I can attest my feeling of contentment and stability to my healing journey. Taking steps toward healing, I believe is the bravest thing you can do. Recognizing that something is not right in your inner world takes self awareness. Then to make choices to help improve that inner state can be scary, unknown, and lonely to name a few. Especially at the beginning of your journey when you don’t even know or perhaps you can’t verbalize what exactly is wrong or why you feel the way you do. You just know that something is not right. You know you are suffering and you know there must be, there HAS to be another way to live. And sitting here I can absolutely say yes you are right to believe that. You can be at peace despite all that has happened in your life and all that is currently happening. You can feel strong, grounded, and stable even if you’ve never felt those things before. You can completely change your inner world, and therefore transform your outer world. I know it can be done because I have done it.

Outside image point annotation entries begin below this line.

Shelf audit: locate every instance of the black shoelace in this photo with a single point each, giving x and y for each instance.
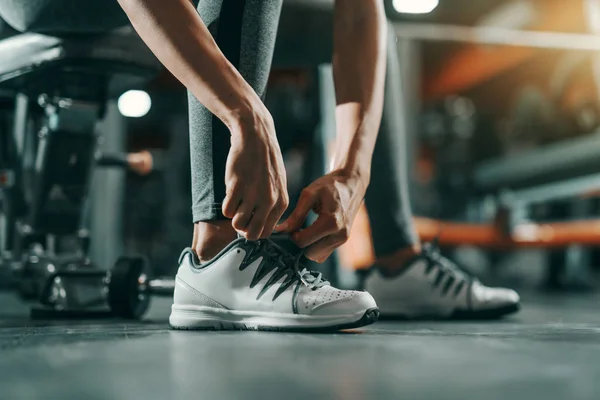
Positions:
(285, 265)
(444, 267)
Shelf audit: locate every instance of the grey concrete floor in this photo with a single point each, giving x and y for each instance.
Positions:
(551, 350)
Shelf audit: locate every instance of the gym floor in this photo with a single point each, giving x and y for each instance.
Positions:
(551, 350)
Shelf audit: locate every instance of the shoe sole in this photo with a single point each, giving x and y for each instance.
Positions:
(208, 318)
(459, 315)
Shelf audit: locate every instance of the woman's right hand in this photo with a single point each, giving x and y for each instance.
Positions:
(255, 177)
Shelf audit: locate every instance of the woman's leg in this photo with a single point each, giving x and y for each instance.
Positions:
(245, 31)
(387, 197)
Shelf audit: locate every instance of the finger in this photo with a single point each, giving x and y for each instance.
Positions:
(270, 222)
(242, 217)
(321, 250)
(306, 202)
(321, 228)
(230, 204)
(257, 223)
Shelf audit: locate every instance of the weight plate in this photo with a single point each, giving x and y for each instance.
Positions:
(128, 294)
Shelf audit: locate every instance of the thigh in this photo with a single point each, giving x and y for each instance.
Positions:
(63, 16)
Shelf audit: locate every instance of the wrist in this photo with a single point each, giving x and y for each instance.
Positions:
(247, 116)
(355, 174)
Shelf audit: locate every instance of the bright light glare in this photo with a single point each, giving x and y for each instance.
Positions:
(134, 103)
(415, 6)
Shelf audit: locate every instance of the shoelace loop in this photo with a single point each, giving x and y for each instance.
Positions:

Perhaps you are reading this and you’re already on your healing journey but have hit a wall and don’t know where to go next. Or maybe you haven’t begun to take those first steps because you don’t know where to start. And what I would say to either is just keep moving forward. If you are aware that you want better than no decision you make can be the wrong one. But rather moving you in a direction. You have to follow that path to know if its the right way or perhaps you’ll need to make another turn later down the road. Just keep going. If you feel stuck, take a break to breathe. Journal, reflect on how you got to where you are. Note where you want to be, and then pivot. In every moment we are making choices. Some we are aware of, especially when they are big choices. But others like our posture, our breathing, even our thoughts, perhaps we are not aware of those. They are all contributing to our day and our life. Simplify your life. Become aware of all the choices you are making in each moment. Step into your power and take control of yourself. Body, mind, spirit. Don’t just go through the motions of the day. Start to OWN who you are. Most of us know whats good for our body, mind, and spirit. Yet we ignore our innate wisdom. Why? If ever there was a time to change, it’s now! Most of us have some extra space. Don’t fill it with more stuff, but take the time to reconnect to yourself.

All my life I’ve been searching for my partner. I’ve been obsessed with love since I was little and I tended to focus on the object of my affection rather than myself. For me, this was a recipe for disaster. Even when I was happy, it was fleeting. Life felt like a roller coaster ride and the worst part was that I was controlling the highs and lows yet I felt totally out of control. It wasn’t until I took the time to heal myself and to learn how to thrive within myself that I was able to thrive within a partnership. If you are already in a partnership thats great! I know it was the support of my partner that helped me to heal. If you are not in a partnership, don’t sweat. Surround yourself with a support system. Family, friends, coworkers, acquaintances. We are all on this journey together. The more you get to understand yourself, the easier it is to naturally be drawn to those you need/who need you.

I’m keeping it vague right now. But I’d like to go into more healing specifics in blogs to come. If you have any questions or comments, I’m open!